The sound is thick and deep (making up for the thin sounding studio record), the horn section blazes and Neil generously gives time to horn solos throughout, as well as playing some outstanding guitar, a fantastic blues style that is still unquestionably Neil Young. The tones he gets on his guitars are especially great, a large bluesy sound that he rarely uses. As it is one of Neil’s genre exercises, the double live record is also very cohesive. A time capsule of this brief flirtation with horn-driven blues (just like every tour from the 80’s would likewise be its own enclosed world. I’d love to get a release from the Trans tour).

There are quite a few highlights. The unreleased “Don’t Take Your Love Away From Me” features a canyon deep bass groove and blaring horns, along with some top notch Neil guitar. The closest thing Neil had to a hit in the 80’s (and one of his better, underrated songs), “This Note’s For You” is lengthened and full of energy. “Twilight” (the other highlight from TNFY) is even more haunting here than on the studio record, with Neil’s guitar screeches sounding like howls in the night. “Ordinary People” (described by Neil himself as “’Cortez the Killer’ with horns”) is given a much better (and shorter) run through than the interminable version that later appeared on Chrome Dreams II. The aforementioned “On the Way Home” and “Tonight’s the Night” are also great, and a rewarding return to the familiar after a show of obscurities.

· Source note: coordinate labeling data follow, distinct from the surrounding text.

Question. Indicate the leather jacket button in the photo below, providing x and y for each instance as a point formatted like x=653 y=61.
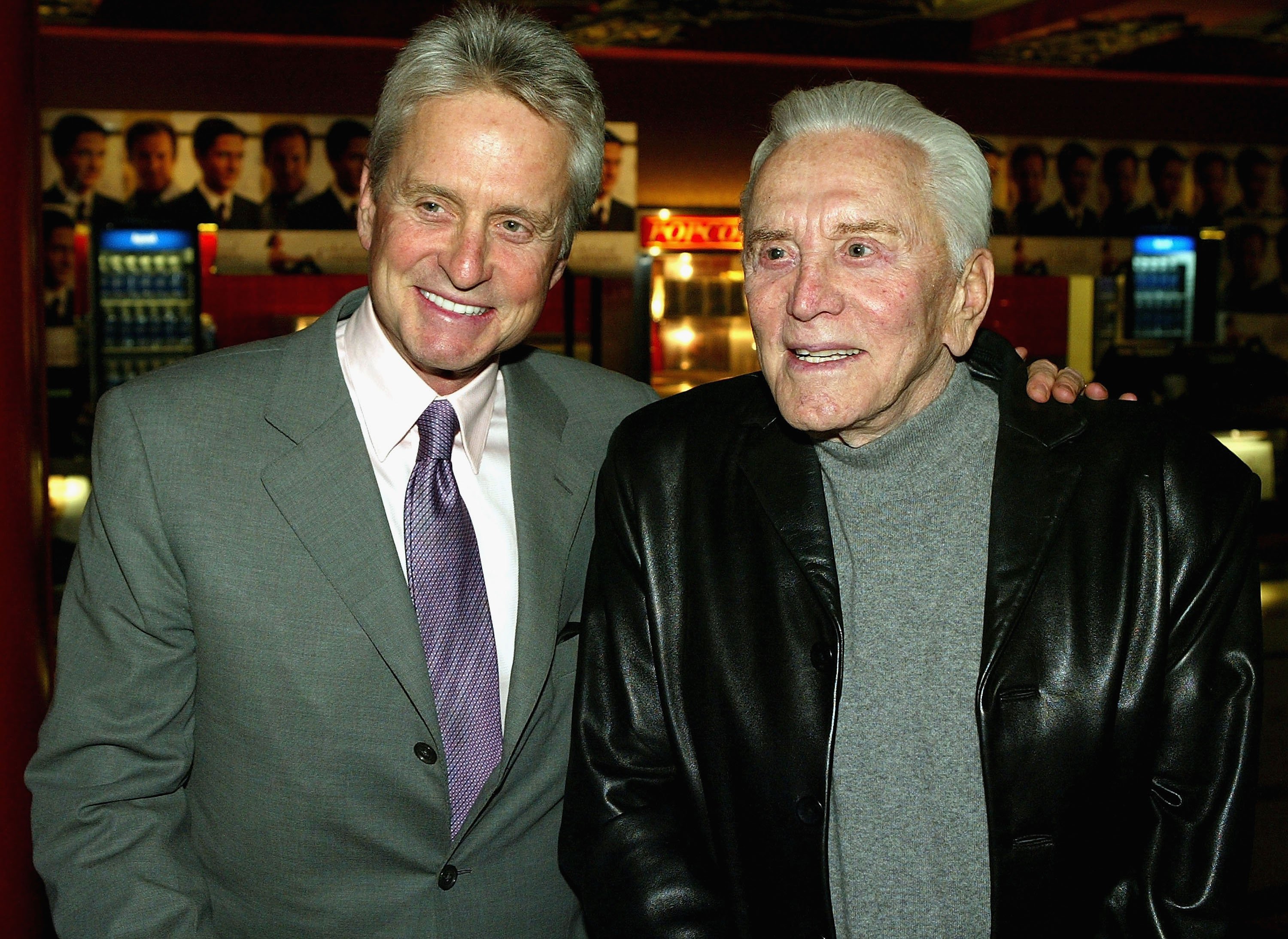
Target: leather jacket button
x=425 y=754
x=809 y=811
x=447 y=878
x=822 y=656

The key track, though, is “Crime in the City.” Neil fans know this tune as it appeared in a much more subdued version on Freedom, and was also played live throughout the 90’s, appearing on the live album Weld. But here, I think, is the definitive version. It is given a hard-driving beat, and Neil wails on the guitar breaks. I also think it may be the key to the transition between Bluenotes and Freedom. Crucially, this is the only tune not to feature any of the horns. It is a gritty drums-bass-guitar rocker featuring some of Neil’s best post-70’s lyrical imagery, and you can hear him getting off on this performance more than maybe anything else on the record. I think he was already starting to look ahead to Freedom.

That being said, this is still a fantastic live document that finally does justice to the Bluenotes period and band. (Interesting – Neil was sued by R&B legend Harold Melvin, since Melvin’s group had also been called The Bluenotes. This is why later pressings of TNFY is just credited to Neil Young vs. Neil Young & The Bluenotes, and this record is credited to “Neil Young & Bluenote Café,” although on the tracks he refers to “The Bluenotes” throughout).

Now we are just awaiting the long promised second Archives box set which Neil has been teasing for years. The one covering the mid to late 70’s, including the Neil Holy Grail that Neil swears will be included, Time Fades Away II. Let’s get on this, Neil.